INDVESTA.ID – Kepala Dinas Perumahan dan Kawasan Permukiman (Disperkim) Kabupaten Sukabumi Sendi Apriadi bersama jajaran melakukan survei calon lahan relokasi bagi warga terdampak bencana alam di Desa Cikadu dan Desa Pasir Suren, Rabu (14/01/2026).
Survei ini dilakukan menyusul bencana alam yang melanda wilayah tersebut pada Desember 2024 dan kembali terjadi pada Desember 2025. Peristiwa itu membuat sejumlah warga kehilangan tempat tinggal dan berada di kawasan rawan.
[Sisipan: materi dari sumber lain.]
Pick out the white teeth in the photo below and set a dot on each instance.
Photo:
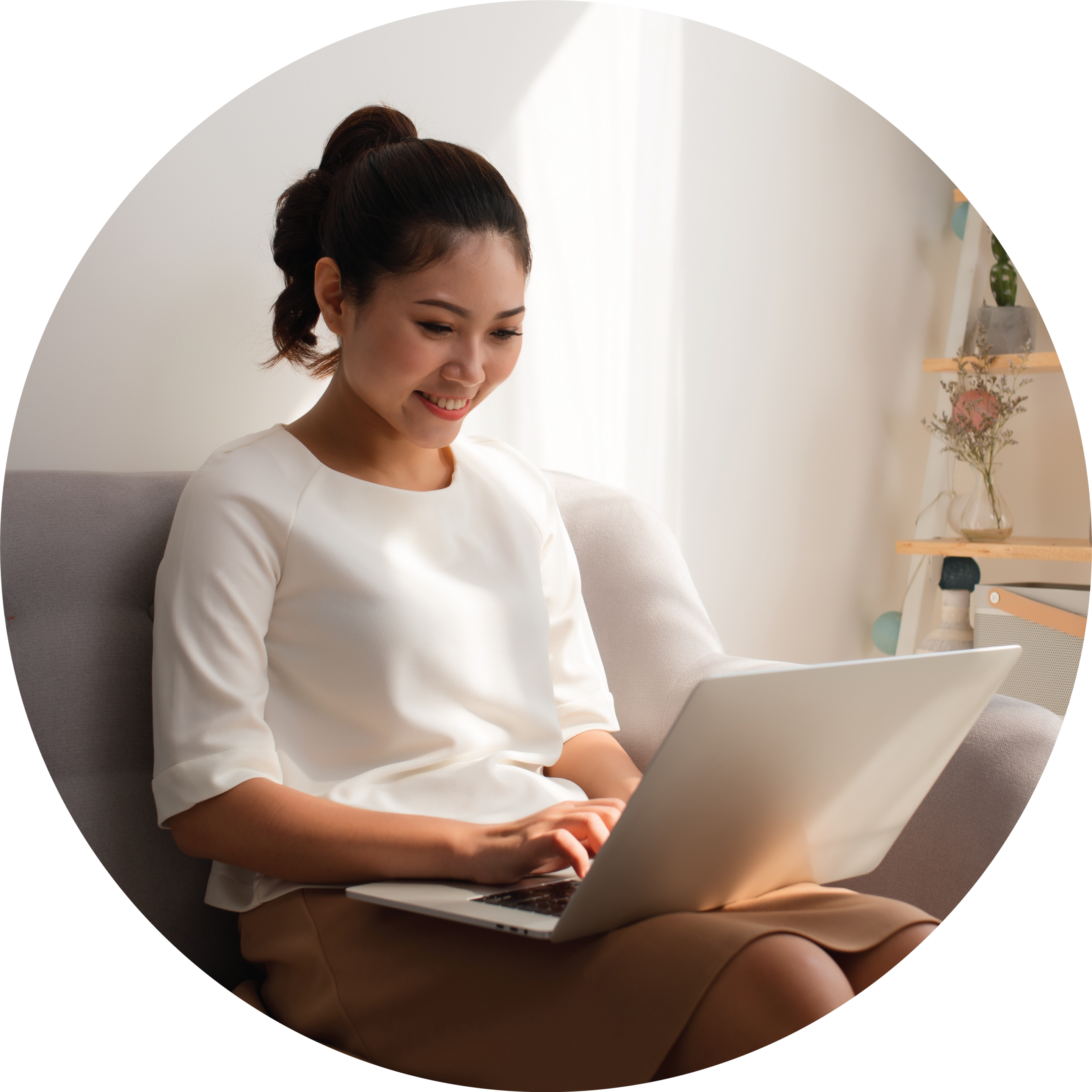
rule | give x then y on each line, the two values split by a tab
447	403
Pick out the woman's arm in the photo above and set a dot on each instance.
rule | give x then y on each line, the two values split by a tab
596	762
280	831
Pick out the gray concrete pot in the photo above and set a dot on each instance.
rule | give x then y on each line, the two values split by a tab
1008	329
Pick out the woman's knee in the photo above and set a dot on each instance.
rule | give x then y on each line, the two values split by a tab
790	977
776	987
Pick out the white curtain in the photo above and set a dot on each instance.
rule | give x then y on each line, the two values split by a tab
596	143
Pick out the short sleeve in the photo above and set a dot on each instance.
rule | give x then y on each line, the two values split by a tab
580	683
213	599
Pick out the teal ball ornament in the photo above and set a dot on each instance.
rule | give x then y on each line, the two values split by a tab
886	632
959	219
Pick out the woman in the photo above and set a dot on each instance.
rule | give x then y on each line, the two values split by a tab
373	661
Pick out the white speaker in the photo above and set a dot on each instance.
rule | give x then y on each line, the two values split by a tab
1048	622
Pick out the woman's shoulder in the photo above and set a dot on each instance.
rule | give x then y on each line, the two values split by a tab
510	473
265	472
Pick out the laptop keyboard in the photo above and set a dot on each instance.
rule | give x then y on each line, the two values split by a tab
545	899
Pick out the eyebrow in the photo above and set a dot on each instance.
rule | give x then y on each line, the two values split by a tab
462	313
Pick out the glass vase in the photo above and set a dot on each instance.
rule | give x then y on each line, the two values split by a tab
987	518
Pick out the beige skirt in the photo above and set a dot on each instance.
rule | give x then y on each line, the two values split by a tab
485	1009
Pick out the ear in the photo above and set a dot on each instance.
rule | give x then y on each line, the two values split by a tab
329	295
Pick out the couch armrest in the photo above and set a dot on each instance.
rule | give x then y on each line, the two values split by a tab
970	812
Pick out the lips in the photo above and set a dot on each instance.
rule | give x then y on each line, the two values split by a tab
442	413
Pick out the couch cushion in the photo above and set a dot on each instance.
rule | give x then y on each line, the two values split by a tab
80	554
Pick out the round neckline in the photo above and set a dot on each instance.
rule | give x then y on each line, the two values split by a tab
379	485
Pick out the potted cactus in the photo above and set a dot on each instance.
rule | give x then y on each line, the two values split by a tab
1008	328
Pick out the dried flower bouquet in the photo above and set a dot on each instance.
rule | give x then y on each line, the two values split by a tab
976	431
Kadisperkim Sendi Apriadi yang memimpin langsung kegiatan bersama tim lintas sektor mengatakan, kegiatan ini melibatkan Bidang Aset BPPKAD, BPBD, Dinas Sosial, serta perangkat kewilayahan setempat.
Menurut Sendi, survei bertujuan mengidentifikasi dan menilai kelayakan lahan yang akan dijadikan lokasi relokasi permanen. Aspek keamanan, aksesibilitas, dan kelayakan hunian menjadi perhatian utama dalam penilaian lapangan.
“Langkah ini bagian awal dari perencanaan penanganan pascabencana yang berkelanjutan, agar warga bisa direlokasi ke kawasan yang lebih aman dan layak huni,” kata Sendi.
Dalam pengecekan, tim meninjau kondisi lahan, status kepemilikan aset, serta kesesuaian dengan rencana tata ruang wilayah. Hasil survei akan menjadi dasar pengambilan keputusan pembangunan hunian relokasi.
Disperkim Kabupaten Sukabumi menyatakan akan terus mengawal proses pemulihan pascabencana secara bertahap dan terintegrasi, sebagai bentuk kehadiran pemerintah dalam memberikan perlindungan dan kepastian tempat tinggal bagi masyarakat terdampak.